Electric scooters aren’t as green as they seem

Amy Harder, author of Generate

Illustration: Sarah Grillo/Axios

Electric scooters are often worse for climate change when compared to the transportation methods they’re displacing, according to what is likely the first-ever peer-reviewed study on the new trend.

Why it matters: E-scooter use is skyrocketing in the United States and around the world. To the extent this trend continues and actions aren’t taken to offset the impact, a seemingly green mode of transport will only add to the herculean task of combating climate change.

Where it stands: E-scooters don't emit carbon, therefore most of the detrimental climate impact comes from making the scooters (in China, primarily) and moving them around once they’re in cities (usually by gasoline-powered cars), according to the study by North Carolina State University published Friday in the Environmental Research Letters journal.

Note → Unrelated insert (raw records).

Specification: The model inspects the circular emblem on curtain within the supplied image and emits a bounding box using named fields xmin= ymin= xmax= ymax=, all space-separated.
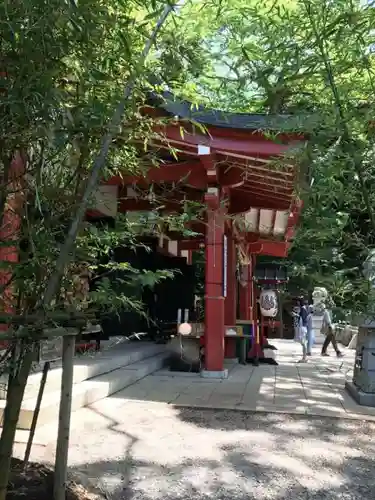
xmin=260 ymin=289 xmax=278 ymax=317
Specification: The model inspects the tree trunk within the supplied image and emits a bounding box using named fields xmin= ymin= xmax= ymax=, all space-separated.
xmin=53 ymin=334 xmax=76 ymax=500
xmin=0 ymin=344 xmax=34 ymax=500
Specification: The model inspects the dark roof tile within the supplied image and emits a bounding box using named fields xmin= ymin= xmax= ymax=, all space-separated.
xmin=148 ymin=91 xmax=313 ymax=132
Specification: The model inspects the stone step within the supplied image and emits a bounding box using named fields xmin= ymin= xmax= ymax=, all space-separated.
xmin=0 ymin=345 xmax=168 ymax=430
xmin=0 ymin=342 xmax=164 ymax=402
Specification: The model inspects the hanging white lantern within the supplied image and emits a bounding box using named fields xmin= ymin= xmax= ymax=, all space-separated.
xmin=260 ymin=289 xmax=278 ymax=317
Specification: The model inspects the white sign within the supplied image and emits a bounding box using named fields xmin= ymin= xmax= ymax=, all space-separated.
xmin=223 ymin=235 xmax=228 ymax=297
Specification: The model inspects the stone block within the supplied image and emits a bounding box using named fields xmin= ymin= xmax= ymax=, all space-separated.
xmin=201 ymin=369 xmax=229 ymax=379
xmin=346 ymin=380 xmax=375 ymax=407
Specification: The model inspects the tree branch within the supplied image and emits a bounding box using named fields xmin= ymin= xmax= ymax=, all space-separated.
xmin=302 ymin=0 xmax=375 ymax=235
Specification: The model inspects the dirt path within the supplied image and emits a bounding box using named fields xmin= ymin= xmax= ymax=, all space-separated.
xmin=28 ymin=395 xmax=375 ymax=500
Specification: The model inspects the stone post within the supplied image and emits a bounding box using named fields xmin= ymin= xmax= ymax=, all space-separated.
xmin=311 ymin=287 xmax=328 ymax=345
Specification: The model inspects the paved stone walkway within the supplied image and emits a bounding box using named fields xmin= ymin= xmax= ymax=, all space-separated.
xmin=12 ymin=340 xmax=375 ymax=500
xmin=114 ymin=339 xmax=375 ymax=420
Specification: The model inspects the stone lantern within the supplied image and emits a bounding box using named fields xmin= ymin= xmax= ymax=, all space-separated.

What they’re saying: The report’s “results show that dockless e-scooters consistently result in higher life cycle global warming impacts relative to the use of a bus with high ridership, an electric bicycle, or a bicycle per passenger-mile traveled. However, choosing an e-scooter over driving a personal automobile with a fuel efficiency of 26 miles per gallon results in a near universal decrease in global warming impacts.”

  • Yes, but: Roughly half of e-scooter riders say they would have walked or biked if it weren’t for the scooter (greener options), with just a third saying they would have taken a car instead, according to surveys cited in the study.
  • That means e-scooters are the less climate-friendly option about two-thirds of the time.

One level deeper: The study finds that the global warming impact of an e-scooter, including how it's made and during its use, is equal to about half the impact of an average gasoline-powered car per mile traveled.

What we're watching: The authors recommend e-scooter companies do the following:

  • Make sure scooters last as long as they can (the more they get destroyed/vandalized, the more materials needed).
  • Use more energy-efficient vehicles to pick-up and drop them off, and streamline the process.